Israël a son mot à dire dans cette affaire. Il semble pour l’instant vouloir temporiser pour jauger comment les choses évoluent à Gaza sans indisposer l’allié égyptien.

Mais les dirigeants israéliens sont intransigeants sur plusieurs points : «Toute réconciliation entre l’Autorité palestinienne et le Hamas doit inclure le respect des accords internationaux et le respect des conditions du Quatuor, principalement la reconnaissance d’Israël et le désarmement du Hamas.

Continuer à creuser des tunnels, fabriquer des fusées et lancer des attaques terroristes contre Israël sont contraires aux conditions du Quatuor et aux efforts américains pour renouveler le processus politique.

Israël exige l’accomplissement de ces conditions, ainsi que la libération immédiate des soldats de Tsahal Oron Shaoul et Hadar Goldin, ainsi que des civils Ibrahim Mengistu et Hicham al-Sayed, qui sont détenus par le Hamas.

Tant que le Hamas ne désarme pas et continue d’appeler à la destruction d’Israël, Israël le considère comme responsable de tous les actes de terrorisme émanant de Gaza. Israël examinera les développements sur le terrain et agira en conséquence».

Les responsables israéliens insistent sur le fait que l’Autorité Palestinienne ne doit autoriser aucune activité terroriste du Hamas à partir de ses territoires en Cisjordanie et à Gaza.

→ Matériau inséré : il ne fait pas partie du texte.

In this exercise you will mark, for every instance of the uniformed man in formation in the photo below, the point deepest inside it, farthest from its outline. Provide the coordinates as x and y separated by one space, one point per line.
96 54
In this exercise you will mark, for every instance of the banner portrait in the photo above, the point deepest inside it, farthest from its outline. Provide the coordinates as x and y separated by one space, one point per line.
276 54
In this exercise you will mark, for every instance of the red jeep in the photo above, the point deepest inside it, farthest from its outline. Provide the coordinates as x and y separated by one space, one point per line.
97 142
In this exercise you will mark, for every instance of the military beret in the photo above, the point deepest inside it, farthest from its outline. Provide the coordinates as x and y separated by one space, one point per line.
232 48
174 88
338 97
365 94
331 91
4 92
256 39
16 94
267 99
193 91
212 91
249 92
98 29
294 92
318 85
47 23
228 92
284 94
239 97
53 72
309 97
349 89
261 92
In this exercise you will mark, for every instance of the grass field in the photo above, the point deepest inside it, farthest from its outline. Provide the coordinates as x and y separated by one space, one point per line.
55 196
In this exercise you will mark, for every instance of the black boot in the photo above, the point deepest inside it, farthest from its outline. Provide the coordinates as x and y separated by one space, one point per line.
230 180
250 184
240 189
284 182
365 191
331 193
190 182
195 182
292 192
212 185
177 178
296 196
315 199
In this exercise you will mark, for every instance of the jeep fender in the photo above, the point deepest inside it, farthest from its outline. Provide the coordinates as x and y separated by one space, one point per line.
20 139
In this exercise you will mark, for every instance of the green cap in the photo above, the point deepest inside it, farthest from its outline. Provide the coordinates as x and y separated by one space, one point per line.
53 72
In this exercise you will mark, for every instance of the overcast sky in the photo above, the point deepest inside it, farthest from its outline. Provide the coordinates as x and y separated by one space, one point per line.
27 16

La question ouverte reste de savoir si ce troisième accord entre les deux clans aura le même avenir que les précédents qui ont été jetés dans la poubelle de l’Histoire.

Mais en cas de nouvel échec, Al-Sissi a promis de mettre en œuvre son plan B en favorisant la prise de pouvoir de Mohamed Dahlan, l’ennemi juré de Mahmoud Abbas.

Mais sous la pression égyptienne, Fatah et Hamas semblent vouloir trouver un symbole fort pour prouver que les bonnes volontés existent. Un voyage de Mahmoud Abbas à Gaza dans le cadre de sa première visite sur place en plus de dix ans est prévu.

Il devra résoudre le dilemme d’un Hamas qui a choisi la résistance armée et d’un Fatah ouvert à la paix des braves. Pour laisser l’accord décanter, l’Égypte appelle à une nouvelle rencontre de tous les partis le mois prochain au Caire pour résoudre les points litigieux restants.

Tout est donc repoussé à la prochaine réunion bloquant ainsi toute nouvelle avancée concrète. Israël examinera les développements et agira en conséquence.